I suppose that it comes from a property of Lie derivatives.
Thanks
 
on Phys.org
Just put the definition of ## D_\mu ## in ## [D_\mu,D_\nu] ## and calculate!
You can apply the above operator on a scalar field, i.e. calculate ## [D_\mu,D_\nu]\phi ## to avoid confusion.
 
Why does ##A_j \partial_k## disappear?
 
naima said:
Why does ##A_j \partial_k## disappear?

What you have is a commutator of operators, in order to compute the commutator - which is another operator - you need to consider the action of the commutator.

I suggest you start with the following example with two operators acting on functions on the real line:

Operator ##A## is such that ##Af(x) = A(x)f(x)##, where ##A(x)## is a function.
Operator ##B## is the derivative operator such that ##Bf(x) = f'(x)##.

The commutator ##[A,B]## is the operator such that ##[A,B]f(x) = (AB - BA)f(x)## for all ##f##. What is this operator?
 
Thank you

This shows that when you have product of operators D and B acting on a vector V, the notation DBV may be considered as a compositiion law
D(BV) or else (DB) V if you can give sense to (DB)
IF D and B are patrices the internal law of multiplication gives
(DB)V = D(BV)
here (DB) = D(B .)
If D is a derivative we have D(BV) = (DB)V + B (DV)
This gives a sense to (DB)
here (DB) = DB - BD

So the equality in the paper comes from an implicit choice for the product of operators.
Unless it is based on a more intrinsic way to mix covariant derivatives.
 
It does not matter whether D and B are matrices or linear operators on a general function space (including derivatives). The commutator [D,B] is defined as the linear operator such that [D,B]f = D(Bf) - B(Df) for all f in the vector space that the operators act on.

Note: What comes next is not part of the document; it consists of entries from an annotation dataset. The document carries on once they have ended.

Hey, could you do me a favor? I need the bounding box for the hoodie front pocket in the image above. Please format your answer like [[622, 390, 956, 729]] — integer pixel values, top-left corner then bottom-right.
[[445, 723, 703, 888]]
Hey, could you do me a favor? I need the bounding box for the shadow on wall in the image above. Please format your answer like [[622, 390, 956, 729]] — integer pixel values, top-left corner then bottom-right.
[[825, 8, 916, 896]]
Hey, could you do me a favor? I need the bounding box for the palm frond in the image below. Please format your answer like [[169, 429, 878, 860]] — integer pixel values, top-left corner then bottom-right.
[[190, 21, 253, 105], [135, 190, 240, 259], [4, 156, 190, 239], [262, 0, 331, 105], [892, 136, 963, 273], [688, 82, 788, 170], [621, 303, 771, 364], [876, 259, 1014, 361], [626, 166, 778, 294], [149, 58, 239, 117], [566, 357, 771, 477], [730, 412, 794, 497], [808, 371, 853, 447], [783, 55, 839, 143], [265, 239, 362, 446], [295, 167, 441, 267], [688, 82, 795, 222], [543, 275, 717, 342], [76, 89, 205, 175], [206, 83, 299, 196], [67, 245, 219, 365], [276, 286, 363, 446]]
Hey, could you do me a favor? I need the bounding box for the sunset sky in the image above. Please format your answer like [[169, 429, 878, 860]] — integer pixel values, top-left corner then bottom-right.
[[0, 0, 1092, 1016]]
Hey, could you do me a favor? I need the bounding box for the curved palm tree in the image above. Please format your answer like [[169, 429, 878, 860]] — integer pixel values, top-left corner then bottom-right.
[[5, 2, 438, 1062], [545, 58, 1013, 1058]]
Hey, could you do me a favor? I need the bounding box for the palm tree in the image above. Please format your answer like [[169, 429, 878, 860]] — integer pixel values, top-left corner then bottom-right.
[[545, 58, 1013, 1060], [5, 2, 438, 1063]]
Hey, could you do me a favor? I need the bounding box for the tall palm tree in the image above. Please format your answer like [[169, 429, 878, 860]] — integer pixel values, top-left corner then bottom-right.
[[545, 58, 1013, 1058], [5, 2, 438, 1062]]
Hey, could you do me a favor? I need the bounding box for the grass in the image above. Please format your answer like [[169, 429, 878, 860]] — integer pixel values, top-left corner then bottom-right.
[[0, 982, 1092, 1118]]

If D is a derivative and B is multiplication by a function b, you have D(Bf) = D(bf) = f (Db) + b(Df) = f(Db) + B(Df) and therefore D(Bf) - B(Df) = [D,B]f = f (Db), i.e., the commutator [D,B] is multiplication by the function Db. Note that I have used capital and lower case Bs to distinguish DB (operator product) from Db (a function).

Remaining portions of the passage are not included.